The first game that I truly became infatuated with the sport of football was a classic in Superbowl XXXIV between the St. Louis Rams and the Tennessee Titans. The Rams were making their first playoff appearance in a decade and the first since leaving Los Angeles.

This Rams football team left a lasting legacy on the league while garnering the nickname “The Greatest Show on Turf.” Undrafted quarterback Kurt Warner led the Rams to the big game while earning the league MVP along the way. The Rams had future Hall of Famers Marshall Faulk, Kurt Warner, Orlando Pace and Isaac Bruce in a stacked, high-powered offensive front. The Titans made a magical playoff run to their first Superbowl appearance as a wild-card team thanks to the domination of the late Steve McNair and Eddie George.

In what everyone anticipated to be an offensive shootout due to the pure talent across the board offensively, Superbowl XXXIV began as a old school, hardcore, gritty-defensive battle, which isn’t appreciated quite like it used to be from an entertainment standpoint.

Personally, I loved the sounds of the pads hitting, the excitement and intensity of linebackers flashing speed to take down running backs used to blazing by anyone within an arm’s length. Heading into halftime the score sat at 9-0 St. Louis.

The true thrill, and heartbreak of this game came in the final seconds with the Rams holding a 23-16 lead over the Titans. The Titans had the ball on the Rams 10-yard line, in striking distance to tie the Superbowl. This final sequence lives forever in NFL history now known as “The Tackle.”

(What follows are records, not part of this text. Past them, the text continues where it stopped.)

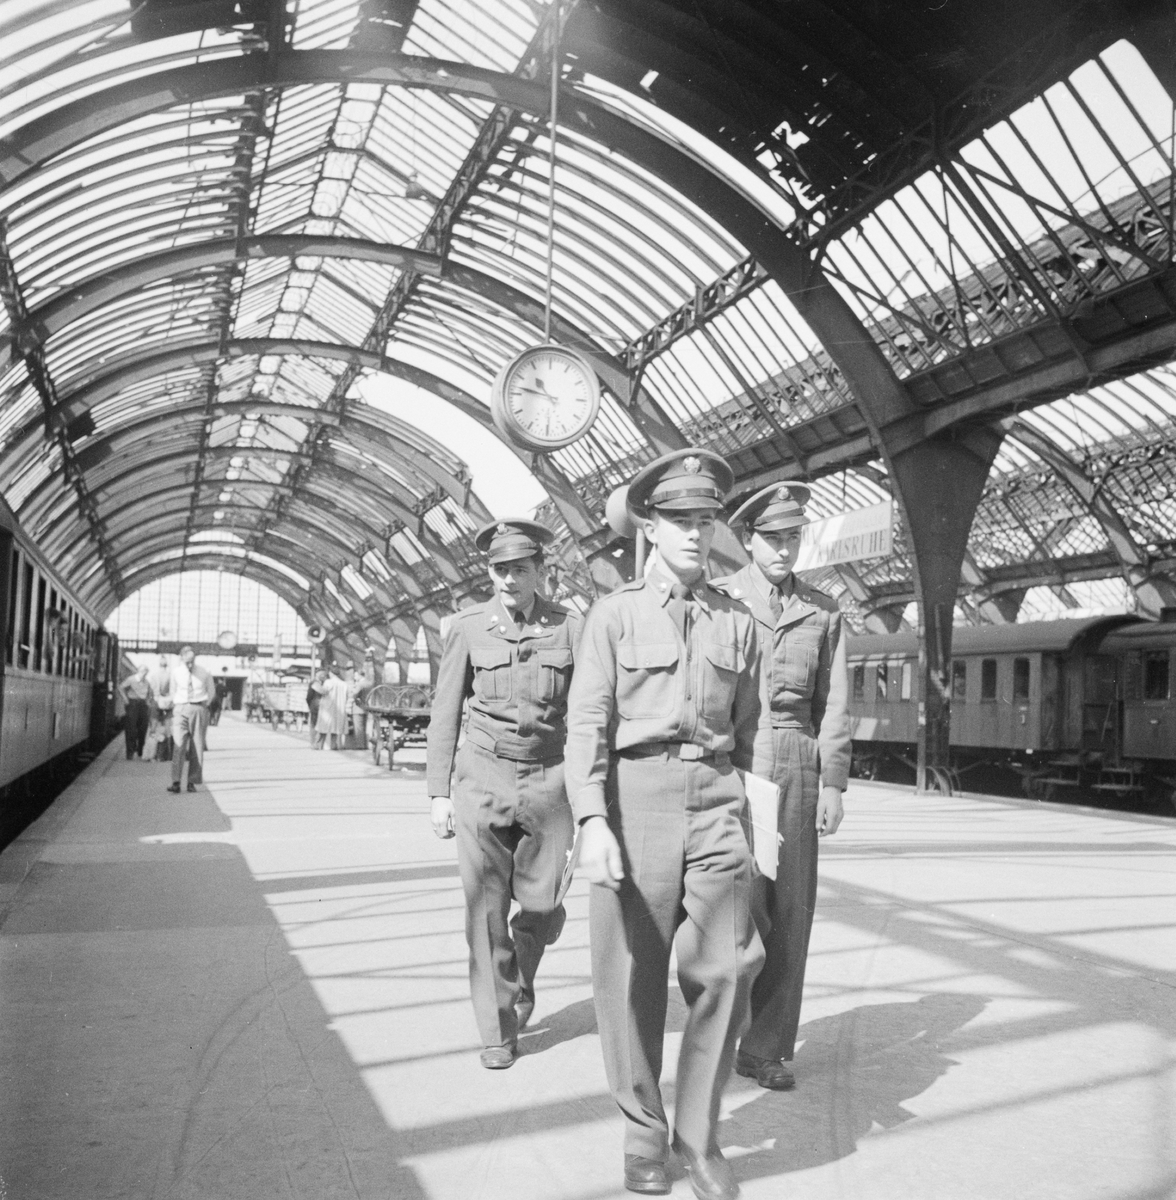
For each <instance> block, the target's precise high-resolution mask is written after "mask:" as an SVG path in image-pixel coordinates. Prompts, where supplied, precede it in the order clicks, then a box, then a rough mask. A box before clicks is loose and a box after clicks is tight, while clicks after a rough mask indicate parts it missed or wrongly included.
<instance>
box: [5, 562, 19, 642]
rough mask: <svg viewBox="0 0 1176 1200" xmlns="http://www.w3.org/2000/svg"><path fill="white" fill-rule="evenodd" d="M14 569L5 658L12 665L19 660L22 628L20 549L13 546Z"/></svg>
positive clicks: (9, 599)
mask: <svg viewBox="0 0 1176 1200" xmlns="http://www.w3.org/2000/svg"><path fill="white" fill-rule="evenodd" d="M11 565H12V570H11V571H10V576H8V636H7V641H6V643H5V659H6V661H7V662H8V664H10V665H14V664H16V661H17V658H16V655H17V642H18V640H19V638H18V637H17V632H18V631H19V629H20V620H19V618H20V610H19V604H20V551H19V550H17V547H16V546H13V547H12V564H11Z"/></svg>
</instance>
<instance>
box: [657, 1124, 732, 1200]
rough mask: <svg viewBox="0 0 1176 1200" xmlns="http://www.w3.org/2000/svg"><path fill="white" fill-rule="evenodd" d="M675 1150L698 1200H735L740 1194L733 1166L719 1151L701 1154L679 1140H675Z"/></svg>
mask: <svg viewBox="0 0 1176 1200" xmlns="http://www.w3.org/2000/svg"><path fill="white" fill-rule="evenodd" d="M673 1148H674V1153H676V1154H677V1156H678V1157H679V1158H680V1159H682V1162H683V1164H684V1165H685V1168H686V1175H689V1176H690V1187H692V1188H694V1194H695V1195H696V1196H697V1198H698V1200H734V1198H736V1196H737V1195H738V1194H739V1184H738V1183H736V1178H734V1175H733V1174H732V1172H731V1164H730V1163H728V1162H727V1160H726V1159H725V1158H724V1157H722V1154H721V1153H720V1152H719V1151H718V1150H716V1151H714V1152H713V1153H710V1154H700V1153H698V1152H697V1151H695V1150H691V1148H690V1147H689V1146H688V1145H686V1144H685V1142H682V1141H678V1139H677V1138H674V1140H673Z"/></svg>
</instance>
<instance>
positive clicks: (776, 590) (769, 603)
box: [768, 588, 784, 622]
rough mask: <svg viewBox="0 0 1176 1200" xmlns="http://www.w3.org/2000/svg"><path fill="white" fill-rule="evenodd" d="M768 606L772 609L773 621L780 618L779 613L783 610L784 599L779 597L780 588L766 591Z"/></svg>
mask: <svg viewBox="0 0 1176 1200" xmlns="http://www.w3.org/2000/svg"><path fill="white" fill-rule="evenodd" d="M768 607H769V608H770V610H772V619H773V622H779V620H780V613H782V612H784V601H782V600H781V599H780V589H779V588H773V589H772V590H770V592H769V593H768Z"/></svg>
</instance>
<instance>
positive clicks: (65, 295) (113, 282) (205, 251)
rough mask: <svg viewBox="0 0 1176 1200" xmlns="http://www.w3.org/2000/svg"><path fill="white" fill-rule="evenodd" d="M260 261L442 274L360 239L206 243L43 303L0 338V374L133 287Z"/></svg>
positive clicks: (192, 246)
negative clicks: (303, 263)
mask: <svg viewBox="0 0 1176 1200" xmlns="http://www.w3.org/2000/svg"><path fill="white" fill-rule="evenodd" d="M260 258H344V259H347V258H352V259H359V260H360V262H365V263H382V264H384V265H385V266H396V268H401V269H407V270H412V271H415V272H416V274H418V275H430V276H439V275H440V274H442V259H440V257H439V256H438V254H430V253H427V252H426V251H422V250H413V248H410V247H408V246H394V245H391V244H390V242H382V241H370V240H367V239H362V238H323V236H314V235H313V234H254V235H252V236H248V238H240V239H233V240H230V239H228V238H215V239H208V240H205V241H198V242H192V244H191V245H187V246H181V247H179V248H176V250H166V251H161V252H158V253H156V254H148V256H145V257H143V258H137V259H132V260H131V262H130V263H127V264H125V265H122V266H120V268H118V269H116V270H112V271H103V272H101V274H100V275H95V276H91V277H90V278H89V280H84V281H83V282H80V283H77V284H74V286H73V287H71V288H68V289H67V290H66V292H64V293H61V294H60V295H56V296H54V298H53V299H52V300H48V301H46V302H44V304H43V305H41V306H40V307H38V308H35V310H34V311H32V312H30V313H29V314H28V318H26V320H25V323H24V324H23V325H22V326H20V328H19V329H14V330H12V331H11V332H8V334H5V335H4V336H0V374H2V373H4V372H5V371H7V370H8V366H10V365H11V364H12V361H13V359H14V358H16V356H17V355H18V354H20V353H24V352H25V350H28V348H29V347H30V346H32V344H37V346H43V344H44V343H46V342H47V341H48V340H49V338H50V337H52V336H53V335H54V334H56V332H58V331H59V330H61V329H65V326H66V325H68V324H71V323H72V322H74V320H78V319H79V318H82V317H84V316H86V314H88V313H91V312H94V311H95V310H96V308H101V307H102V306H103V305H107V304H110V302H112V301H113V300H118V299H120V298H121V296H125V295H127V294H130V293H132V292H137V290H138V289H139V288H143V287H146V286H148V284H150V283H157V282H160V281H162V280H167V278H172V277H173V276H175V275H186V274H187V272H188V271H198V270H202V269H204V268H209V266H227V265H229V264H230V263H241V262H248V260H250V259H260Z"/></svg>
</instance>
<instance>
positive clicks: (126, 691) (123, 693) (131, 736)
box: [119, 667, 151, 758]
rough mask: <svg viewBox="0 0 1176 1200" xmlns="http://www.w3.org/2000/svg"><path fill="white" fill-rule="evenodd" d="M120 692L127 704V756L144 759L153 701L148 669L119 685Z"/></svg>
mask: <svg viewBox="0 0 1176 1200" xmlns="http://www.w3.org/2000/svg"><path fill="white" fill-rule="evenodd" d="M119 691H120V692H122V700H124V703H125V704H126V713H125V716H124V726H125V727H124V733H125V734H126V756H127V758H142V757H143V746H144V745H145V743H146V731H148V721H149V715H150V714H149V713H148V704H149V703H150V700H151V684H150V683H149V682H148V668H146V667H139V668H138V670H137V671H136V672H134V674H131V676H127V677H126V679H124V680H122V683H120V684H119Z"/></svg>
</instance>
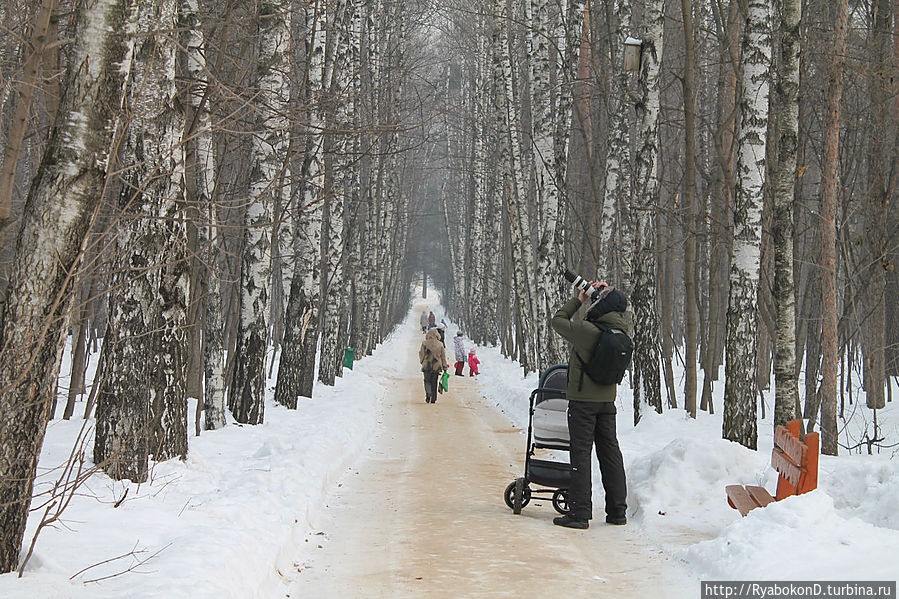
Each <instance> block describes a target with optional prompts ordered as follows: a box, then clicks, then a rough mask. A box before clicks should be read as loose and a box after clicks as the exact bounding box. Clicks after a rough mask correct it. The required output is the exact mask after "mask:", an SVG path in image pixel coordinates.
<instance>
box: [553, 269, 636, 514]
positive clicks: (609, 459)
mask: <svg viewBox="0 0 899 599" xmlns="http://www.w3.org/2000/svg"><path fill="white" fill-rule="evenodd" d="M590 284H591V285H592V286H593V287H594V288H595V289H601V290H602V291H601V293H600V294H599V298H598V299H597V300H596V301H594V302H593V303H592V304H591V305H590V308H589V309H588V310H587V314H586V316H585V317H584V318H583V319H574V317H575V314H576V313H577V311H578V309H579V308H580V307H581V304H583V303H584V302H587V301H589V300H590V296H589V295H587V294H586V293H584V292H583V291H580V292H579V293H578V296H577V297H576V298H573V299H572V300H571V301H569V302H568V303H567V304H565V305H564V306H562V307H561V308H559V310H558V311H557V312H556V314H555V316H553V317H552V320H551V321H550V324H551V326H552V328H553V330H554V331H556V332H557V333H558V334H559V335H561V336H562V337H564V338H565V339H566V340H567V341H569V342H570V343H571V351H570V353H569V355H568V388H567V391H566V396H567V398H568V433H569V436H570V438H571V445H570V452H571V488H570V489H569V490H568V492H569V498H568V500H569V501H568V503H569V507H570V508H571V509H570V511H569V513H568V514H566V515H564V516H561V517H558V518H554V519H553V524H556V525H558V526H566V527H568V528H580V529H584V528H588V527H589V526H590V519H591V518H592V517H593V486H592V482H591V457H590V453H591V450H592V448H593V445H594V443H595V444H596V457H597V459H598V460H599V471H600V473H601V474H602V486H603V489H604V490H605V493H606V522H608V523H609V524H618V525H623V524H627V517H626V513H627V481H626V479H625V474H624V459H623V458H622V457H621V449H620V448H619V447H618V438H617V436H616V432H615V394H616V392H617V386H616V385H600V384H597V383H595V382H594V381H593V380H592V379H591V378H590V377H589V376H587V375H586V372H585V371H584V363H585V362H587V361H589V360H590V358H591V356H592V355H593V349H594V348H595V347H596V344H597V342H598V341H599V337H600V335H601V334H602V331H601V330H600V329H599V327H597V326H596V325H595V324H593V323H594V322H599V323H604V324H607V325H610V326H613V327H615V328H618V329H621V330H622V331H624V332H625V333H627V334H628V335H630V334H631V329H632V324H631V319H630V315H629V314H626V313H625V310H627V298H625V297H624V294H623V293H621V292H620V291H618V290H617V289H613V288H612V287H609V286H608V284H606V283H595V282H592V281H591V282H590ZM573 319H574V320H573Z"/></svg>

I still remember my blood pressure rising in this moment as did millions of people around the world. With six seconds left and Steve McNair in the shotgun, the ball was snapped. Steve McNair dropped back and unleashed a quick pass to a slanting Kevin Dyson who caught the ball at the 4.5 yard line. Linebacker Mike Jones was drawn off of coverage by a presnap motion of Frank Wycheck.

To this day I still am confused on how Mike Jones was able to close the two-yard distance between himself and Dyson as Dyson tried to lunge for the end zone but Jones delivered what is probably the most textbook leg wrap-up tackle in history, with everything imaginable on the line. Dyson is forever ingrained in history by the still photo of him on his back, arm extended with the football that reaches to the .5 yard line and shy of the end zone as the Rams celebrated the Superbowl title.

This football game had it all, defense, offense, cinderella stories, glory, and heartbreak and will forever be the most incredible game and ending I have witnessed.